Today’s Get-it-Done Guy episode deals with how to form a new habit. Becoming more productive, setting new years resolutions, brushing your teeth differently … any sort of behavior change involves, well, changing behavior. Unfortunately, humans aren’t very good at changing behavior.

I’ve been fascinated for years by psychology and the human brain. I read research into cognitive and social psychology, behavioral finance, brain-based science, and so on, always looking for stuff that works to help develop new skills or change old ones.

I do all this because I love learning, and really enjoy anything that helps me do it better. One of the most effective models I’ve found for understanding how humans think is NLP or neuro-linguistic programming. Developed in the 70s, it’s considered a pseudo-science and not taken seriously.

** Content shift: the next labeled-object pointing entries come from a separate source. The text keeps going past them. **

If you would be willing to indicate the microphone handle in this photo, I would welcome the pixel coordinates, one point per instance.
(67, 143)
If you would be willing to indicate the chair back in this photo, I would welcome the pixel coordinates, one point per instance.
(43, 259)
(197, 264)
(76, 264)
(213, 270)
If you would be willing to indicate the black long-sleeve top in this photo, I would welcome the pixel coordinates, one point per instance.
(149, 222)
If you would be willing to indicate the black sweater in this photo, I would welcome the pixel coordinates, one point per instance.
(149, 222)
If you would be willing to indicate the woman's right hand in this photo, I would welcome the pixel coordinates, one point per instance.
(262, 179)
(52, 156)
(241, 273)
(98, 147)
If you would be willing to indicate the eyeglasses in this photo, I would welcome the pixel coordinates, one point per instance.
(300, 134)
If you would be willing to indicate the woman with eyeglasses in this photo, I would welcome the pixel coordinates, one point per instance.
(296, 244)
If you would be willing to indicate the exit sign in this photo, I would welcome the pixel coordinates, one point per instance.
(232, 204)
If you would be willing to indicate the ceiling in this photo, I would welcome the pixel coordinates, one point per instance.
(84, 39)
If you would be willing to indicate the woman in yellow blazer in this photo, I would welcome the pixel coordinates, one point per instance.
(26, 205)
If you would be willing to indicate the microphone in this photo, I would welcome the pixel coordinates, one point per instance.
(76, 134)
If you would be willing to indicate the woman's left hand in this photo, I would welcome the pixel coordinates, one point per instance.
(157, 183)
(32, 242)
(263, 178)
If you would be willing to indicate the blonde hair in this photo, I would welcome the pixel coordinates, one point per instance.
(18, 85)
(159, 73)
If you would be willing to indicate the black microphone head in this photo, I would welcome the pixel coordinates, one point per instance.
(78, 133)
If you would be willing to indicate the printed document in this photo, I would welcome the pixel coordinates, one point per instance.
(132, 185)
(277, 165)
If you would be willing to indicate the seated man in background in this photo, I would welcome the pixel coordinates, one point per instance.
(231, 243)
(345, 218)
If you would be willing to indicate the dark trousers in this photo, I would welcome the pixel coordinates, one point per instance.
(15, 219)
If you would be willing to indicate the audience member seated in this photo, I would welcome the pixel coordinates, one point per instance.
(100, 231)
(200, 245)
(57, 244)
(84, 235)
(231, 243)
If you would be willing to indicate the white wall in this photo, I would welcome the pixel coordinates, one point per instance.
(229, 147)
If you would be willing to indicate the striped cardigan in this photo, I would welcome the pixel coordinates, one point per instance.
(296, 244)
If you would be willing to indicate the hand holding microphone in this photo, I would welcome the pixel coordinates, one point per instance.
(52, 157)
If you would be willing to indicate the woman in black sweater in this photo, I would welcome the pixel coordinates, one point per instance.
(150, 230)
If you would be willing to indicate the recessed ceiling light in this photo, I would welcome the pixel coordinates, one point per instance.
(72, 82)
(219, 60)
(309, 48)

I found, however, that I could use it and get effective, repeatable results. To this day, I teach elements of it to clients and friends and get demonstrable, measurable results.

Over time, various areas of science are independently discovering elements of NLP. Just this month in the January/February 2011 issue of Scientific America Mind, there’s an article discussing how we talk and think about the world in ways that correspond pretty directly to our bodies. In NLP, we call this “organ language” (I am shouldering a burden). Another NLP phenomenon called “submodalities” suggests that we speak literally about our internal world. “Things are looking up” would suggest that the speaker is making a mental picture and positioning it in the top area of their mental field of vision. I suspect submodalities will be next on the rediscovery agenda.

This Get-it-Done guy episode is the NLP “new behavior generator.” When it was developed 35 years ago, no one knew about mirror neurons, and sports psychology was in its infancy. Today, visualization is established as producing measurable results in sports performance. I’ve attempted to capture the essential elements of the actual behavior change technique, while augmenting it somewhat with poisoned apples and the occasional lesson in introspection and emotional self-management.